We in the West are living through what I call “pessimism paralysis”3—a collective despair toward the digital so deep it borders on impotence. Meanwhile, the rest of the world leans in. In my two decades of fieldwork across the Global South—from favelas in Brazil to classrooms in India—I’ve witnessed excitement, not fear. People are experimenting with AI not because they are naive but because they are rational optimists: they see a new tool to confront old problems they face daily–corruption, poverty, joblessness, injustice. Pessimism is a privilege for those who can afford to despair. Tech optimism is not blind faith in machines; it is faith in ourselves—in our ability to adapt, create, and act with care, bending AI to our will. Perhaps it is time the West learned from the rest of the world how to approach technology with grounded hope.
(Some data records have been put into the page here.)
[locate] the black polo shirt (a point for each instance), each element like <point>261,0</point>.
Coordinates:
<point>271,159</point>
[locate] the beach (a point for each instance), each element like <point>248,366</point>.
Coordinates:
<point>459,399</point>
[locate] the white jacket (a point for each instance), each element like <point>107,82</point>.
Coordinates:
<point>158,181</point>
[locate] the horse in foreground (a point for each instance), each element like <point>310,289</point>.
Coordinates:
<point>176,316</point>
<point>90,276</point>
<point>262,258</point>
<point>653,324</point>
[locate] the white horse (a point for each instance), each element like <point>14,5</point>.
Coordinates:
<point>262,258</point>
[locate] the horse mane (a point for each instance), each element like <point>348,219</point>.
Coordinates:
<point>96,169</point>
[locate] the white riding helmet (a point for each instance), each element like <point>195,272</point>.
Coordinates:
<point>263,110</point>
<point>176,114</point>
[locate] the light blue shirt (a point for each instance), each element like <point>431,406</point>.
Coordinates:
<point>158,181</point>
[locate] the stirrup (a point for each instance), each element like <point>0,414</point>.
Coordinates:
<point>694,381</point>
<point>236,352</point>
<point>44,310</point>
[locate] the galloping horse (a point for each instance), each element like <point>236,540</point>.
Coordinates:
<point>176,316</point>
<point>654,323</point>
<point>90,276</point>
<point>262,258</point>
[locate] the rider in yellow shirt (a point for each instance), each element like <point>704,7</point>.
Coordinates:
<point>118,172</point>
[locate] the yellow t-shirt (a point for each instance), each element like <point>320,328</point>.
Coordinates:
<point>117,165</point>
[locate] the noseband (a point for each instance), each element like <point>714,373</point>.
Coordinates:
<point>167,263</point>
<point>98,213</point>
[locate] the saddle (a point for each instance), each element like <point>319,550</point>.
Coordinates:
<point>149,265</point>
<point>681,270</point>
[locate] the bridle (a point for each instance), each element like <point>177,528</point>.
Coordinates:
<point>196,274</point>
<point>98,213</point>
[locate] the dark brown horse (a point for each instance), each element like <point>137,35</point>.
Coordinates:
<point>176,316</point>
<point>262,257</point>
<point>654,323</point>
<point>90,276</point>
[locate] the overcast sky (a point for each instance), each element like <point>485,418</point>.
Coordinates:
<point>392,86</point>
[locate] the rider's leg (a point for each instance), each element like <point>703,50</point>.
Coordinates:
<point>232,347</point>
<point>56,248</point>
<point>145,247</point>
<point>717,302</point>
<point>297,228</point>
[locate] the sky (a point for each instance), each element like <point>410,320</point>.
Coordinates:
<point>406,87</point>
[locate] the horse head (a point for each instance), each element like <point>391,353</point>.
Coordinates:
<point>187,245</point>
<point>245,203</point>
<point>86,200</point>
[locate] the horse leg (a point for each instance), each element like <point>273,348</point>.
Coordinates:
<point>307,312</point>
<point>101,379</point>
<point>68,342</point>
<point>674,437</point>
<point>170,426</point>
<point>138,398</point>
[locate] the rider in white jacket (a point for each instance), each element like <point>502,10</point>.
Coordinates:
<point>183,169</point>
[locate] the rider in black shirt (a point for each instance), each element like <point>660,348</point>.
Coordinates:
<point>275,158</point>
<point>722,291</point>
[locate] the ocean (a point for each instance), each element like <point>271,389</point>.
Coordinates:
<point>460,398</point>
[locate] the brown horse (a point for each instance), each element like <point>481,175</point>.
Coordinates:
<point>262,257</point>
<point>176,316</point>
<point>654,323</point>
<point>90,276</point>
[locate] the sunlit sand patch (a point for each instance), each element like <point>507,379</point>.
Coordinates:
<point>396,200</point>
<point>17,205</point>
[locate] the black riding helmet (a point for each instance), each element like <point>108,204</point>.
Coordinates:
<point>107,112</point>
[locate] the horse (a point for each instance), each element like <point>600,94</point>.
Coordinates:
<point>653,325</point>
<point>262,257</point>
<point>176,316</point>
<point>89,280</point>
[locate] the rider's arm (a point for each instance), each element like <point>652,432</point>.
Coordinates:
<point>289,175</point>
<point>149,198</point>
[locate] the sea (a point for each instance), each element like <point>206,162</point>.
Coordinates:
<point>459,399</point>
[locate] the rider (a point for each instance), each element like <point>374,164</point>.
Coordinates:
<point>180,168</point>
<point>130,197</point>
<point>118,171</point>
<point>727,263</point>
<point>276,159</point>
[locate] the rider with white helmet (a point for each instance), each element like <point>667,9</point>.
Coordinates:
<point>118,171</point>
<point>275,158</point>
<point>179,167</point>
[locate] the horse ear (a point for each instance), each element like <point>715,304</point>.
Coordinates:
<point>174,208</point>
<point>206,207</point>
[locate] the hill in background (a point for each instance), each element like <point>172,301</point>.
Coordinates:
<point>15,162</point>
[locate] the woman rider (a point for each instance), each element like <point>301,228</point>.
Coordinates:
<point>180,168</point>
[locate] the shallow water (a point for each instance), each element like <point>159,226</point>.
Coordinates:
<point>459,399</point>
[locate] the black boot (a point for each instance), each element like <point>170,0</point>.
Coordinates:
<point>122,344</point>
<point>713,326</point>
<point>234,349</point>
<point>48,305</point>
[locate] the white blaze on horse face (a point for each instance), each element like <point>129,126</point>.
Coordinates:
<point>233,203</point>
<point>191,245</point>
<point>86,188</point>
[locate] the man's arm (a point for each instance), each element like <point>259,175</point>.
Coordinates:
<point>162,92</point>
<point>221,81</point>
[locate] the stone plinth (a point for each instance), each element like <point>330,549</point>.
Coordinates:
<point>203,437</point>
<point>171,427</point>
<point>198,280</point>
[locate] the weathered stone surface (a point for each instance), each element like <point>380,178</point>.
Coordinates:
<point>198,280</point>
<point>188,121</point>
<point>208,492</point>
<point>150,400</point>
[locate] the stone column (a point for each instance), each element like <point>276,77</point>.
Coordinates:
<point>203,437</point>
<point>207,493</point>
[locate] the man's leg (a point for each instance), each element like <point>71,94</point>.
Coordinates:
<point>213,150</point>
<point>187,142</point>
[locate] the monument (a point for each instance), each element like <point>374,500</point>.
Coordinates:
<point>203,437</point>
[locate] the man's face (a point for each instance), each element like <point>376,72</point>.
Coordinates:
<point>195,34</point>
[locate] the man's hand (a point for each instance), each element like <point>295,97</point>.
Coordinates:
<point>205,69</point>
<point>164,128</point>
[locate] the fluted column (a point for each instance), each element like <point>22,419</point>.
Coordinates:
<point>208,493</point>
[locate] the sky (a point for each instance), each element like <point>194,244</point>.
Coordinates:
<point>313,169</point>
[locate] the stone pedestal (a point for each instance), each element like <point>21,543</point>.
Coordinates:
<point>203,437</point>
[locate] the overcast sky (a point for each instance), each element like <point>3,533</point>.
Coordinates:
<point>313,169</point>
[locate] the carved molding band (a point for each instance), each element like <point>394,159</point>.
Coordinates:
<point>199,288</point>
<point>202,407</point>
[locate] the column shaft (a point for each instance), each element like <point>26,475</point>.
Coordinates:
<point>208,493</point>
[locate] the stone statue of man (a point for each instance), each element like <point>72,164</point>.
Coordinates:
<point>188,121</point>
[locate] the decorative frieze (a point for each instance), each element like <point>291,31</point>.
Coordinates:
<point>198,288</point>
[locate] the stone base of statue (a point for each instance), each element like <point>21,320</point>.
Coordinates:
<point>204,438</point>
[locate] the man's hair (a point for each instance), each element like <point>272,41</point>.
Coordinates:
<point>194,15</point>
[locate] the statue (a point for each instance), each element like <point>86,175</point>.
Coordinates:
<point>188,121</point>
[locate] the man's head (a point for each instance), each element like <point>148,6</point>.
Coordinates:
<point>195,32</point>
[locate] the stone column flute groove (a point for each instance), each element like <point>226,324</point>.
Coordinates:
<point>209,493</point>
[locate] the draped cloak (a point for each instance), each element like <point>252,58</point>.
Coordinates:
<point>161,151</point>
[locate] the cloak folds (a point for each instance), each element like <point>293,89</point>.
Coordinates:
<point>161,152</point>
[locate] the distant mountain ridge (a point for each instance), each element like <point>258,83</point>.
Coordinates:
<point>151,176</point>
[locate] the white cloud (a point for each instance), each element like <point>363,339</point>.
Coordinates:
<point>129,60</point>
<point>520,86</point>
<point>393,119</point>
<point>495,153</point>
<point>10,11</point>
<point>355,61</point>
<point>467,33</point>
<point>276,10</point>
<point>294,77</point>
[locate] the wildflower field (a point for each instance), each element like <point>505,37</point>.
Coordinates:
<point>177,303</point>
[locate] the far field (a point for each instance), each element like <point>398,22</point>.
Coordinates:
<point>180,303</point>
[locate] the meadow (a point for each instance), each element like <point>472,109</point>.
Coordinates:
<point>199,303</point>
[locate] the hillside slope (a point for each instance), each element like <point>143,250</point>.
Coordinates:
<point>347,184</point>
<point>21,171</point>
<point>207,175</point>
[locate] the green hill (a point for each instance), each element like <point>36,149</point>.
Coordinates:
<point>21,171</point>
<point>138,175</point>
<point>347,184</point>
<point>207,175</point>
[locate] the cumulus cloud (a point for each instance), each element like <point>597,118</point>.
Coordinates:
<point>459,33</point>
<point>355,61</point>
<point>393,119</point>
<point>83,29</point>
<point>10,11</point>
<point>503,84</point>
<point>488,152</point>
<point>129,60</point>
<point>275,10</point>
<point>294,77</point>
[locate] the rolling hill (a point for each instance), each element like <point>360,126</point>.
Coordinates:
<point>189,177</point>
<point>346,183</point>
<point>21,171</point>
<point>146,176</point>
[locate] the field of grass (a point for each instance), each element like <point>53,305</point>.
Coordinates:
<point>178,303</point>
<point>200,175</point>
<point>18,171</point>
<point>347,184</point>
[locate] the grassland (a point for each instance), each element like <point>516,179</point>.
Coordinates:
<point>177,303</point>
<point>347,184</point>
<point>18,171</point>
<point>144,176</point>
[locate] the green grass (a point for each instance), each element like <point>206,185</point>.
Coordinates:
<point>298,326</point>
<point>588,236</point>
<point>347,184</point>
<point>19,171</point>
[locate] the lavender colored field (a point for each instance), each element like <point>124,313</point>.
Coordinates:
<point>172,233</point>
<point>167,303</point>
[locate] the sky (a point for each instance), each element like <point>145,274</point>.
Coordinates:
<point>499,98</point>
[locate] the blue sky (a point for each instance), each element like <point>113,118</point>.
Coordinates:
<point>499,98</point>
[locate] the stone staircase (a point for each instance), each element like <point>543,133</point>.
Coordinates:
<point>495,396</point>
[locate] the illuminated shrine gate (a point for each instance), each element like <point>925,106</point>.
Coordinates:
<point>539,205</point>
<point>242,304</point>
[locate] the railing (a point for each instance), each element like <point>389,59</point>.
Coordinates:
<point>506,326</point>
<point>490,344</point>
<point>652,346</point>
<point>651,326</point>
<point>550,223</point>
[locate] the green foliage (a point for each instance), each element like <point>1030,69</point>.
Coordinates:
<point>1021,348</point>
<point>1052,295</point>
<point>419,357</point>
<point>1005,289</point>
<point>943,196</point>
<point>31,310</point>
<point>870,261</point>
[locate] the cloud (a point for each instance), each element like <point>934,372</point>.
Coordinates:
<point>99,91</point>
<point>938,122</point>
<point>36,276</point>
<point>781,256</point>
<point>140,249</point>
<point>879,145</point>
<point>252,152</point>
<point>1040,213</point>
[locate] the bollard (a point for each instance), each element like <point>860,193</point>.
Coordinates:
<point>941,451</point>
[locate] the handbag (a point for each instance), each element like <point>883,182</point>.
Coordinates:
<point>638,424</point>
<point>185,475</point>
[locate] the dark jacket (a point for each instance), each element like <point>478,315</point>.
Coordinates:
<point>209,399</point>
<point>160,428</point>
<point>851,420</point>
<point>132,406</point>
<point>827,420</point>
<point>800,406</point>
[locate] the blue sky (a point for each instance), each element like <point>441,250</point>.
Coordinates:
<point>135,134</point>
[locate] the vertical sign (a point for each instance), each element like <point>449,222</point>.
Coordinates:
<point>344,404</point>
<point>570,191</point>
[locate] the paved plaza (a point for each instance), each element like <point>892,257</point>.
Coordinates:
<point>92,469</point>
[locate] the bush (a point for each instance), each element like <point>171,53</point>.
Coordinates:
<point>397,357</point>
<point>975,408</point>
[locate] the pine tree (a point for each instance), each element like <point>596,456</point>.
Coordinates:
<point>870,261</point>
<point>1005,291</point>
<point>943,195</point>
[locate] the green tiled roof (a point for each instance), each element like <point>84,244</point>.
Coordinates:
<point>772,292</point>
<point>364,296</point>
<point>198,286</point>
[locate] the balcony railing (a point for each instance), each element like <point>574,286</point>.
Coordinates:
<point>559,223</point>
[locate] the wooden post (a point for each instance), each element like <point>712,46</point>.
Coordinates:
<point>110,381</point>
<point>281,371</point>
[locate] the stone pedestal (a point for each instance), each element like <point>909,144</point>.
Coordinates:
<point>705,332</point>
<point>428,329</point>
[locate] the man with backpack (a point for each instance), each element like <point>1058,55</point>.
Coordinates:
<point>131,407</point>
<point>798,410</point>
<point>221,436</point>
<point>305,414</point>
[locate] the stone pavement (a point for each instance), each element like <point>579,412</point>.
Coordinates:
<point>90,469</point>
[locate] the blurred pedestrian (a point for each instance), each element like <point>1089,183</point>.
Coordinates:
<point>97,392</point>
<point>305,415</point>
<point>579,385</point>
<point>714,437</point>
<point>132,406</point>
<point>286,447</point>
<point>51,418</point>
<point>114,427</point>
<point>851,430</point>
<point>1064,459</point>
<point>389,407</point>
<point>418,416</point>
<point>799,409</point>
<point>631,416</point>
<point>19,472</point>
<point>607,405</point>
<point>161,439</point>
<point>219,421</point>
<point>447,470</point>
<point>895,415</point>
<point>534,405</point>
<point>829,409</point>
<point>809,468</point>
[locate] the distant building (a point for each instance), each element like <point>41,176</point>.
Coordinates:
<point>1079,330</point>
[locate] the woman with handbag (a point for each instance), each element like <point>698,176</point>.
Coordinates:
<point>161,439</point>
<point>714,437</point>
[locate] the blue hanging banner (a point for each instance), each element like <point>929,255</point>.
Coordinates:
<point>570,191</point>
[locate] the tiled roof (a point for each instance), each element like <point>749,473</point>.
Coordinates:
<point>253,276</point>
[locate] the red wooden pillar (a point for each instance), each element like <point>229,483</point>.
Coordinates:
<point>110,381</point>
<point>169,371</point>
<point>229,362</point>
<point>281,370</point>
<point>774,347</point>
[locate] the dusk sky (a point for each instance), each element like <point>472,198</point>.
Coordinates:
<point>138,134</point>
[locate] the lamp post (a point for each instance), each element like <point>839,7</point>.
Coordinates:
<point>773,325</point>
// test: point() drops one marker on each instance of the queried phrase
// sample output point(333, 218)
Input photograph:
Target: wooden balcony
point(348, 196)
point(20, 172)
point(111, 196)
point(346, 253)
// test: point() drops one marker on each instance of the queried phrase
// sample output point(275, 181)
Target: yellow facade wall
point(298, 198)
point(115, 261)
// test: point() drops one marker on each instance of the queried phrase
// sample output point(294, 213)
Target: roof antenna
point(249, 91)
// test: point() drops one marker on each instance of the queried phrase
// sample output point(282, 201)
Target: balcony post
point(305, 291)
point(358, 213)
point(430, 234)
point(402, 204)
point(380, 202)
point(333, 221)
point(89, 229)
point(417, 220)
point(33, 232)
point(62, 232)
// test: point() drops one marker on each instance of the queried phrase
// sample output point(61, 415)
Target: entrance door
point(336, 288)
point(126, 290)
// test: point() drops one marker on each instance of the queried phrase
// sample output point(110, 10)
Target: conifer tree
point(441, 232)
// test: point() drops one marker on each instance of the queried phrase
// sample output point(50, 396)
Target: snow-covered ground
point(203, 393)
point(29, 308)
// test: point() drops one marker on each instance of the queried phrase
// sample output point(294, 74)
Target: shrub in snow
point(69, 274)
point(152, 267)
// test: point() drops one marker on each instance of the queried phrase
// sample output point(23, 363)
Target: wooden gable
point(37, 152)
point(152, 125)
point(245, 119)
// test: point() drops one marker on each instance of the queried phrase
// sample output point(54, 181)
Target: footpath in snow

People across the Global South are experimenting with AI not because they are naive but because they are rational optimists: they see a new tool to confront old problems they face daily–corruption, poverty, joblessness, injustice.


Paternalism Pathology

When I ask my media studies students about AI, the responses are often sharp: harmful, extractive, deceptive. Some want to opt out entirely. With Big Tech, they don’t want a seat at the table—they want to blow up the table. Universities have built this ecosystem of fear. We teach resilience instead of reinvention, compliance instead of curiosity. Students now sign “Scientific Integrity Awareness Statements” pledging how they’ll use generative AI—turning educators into enforcers and learners into risk managers.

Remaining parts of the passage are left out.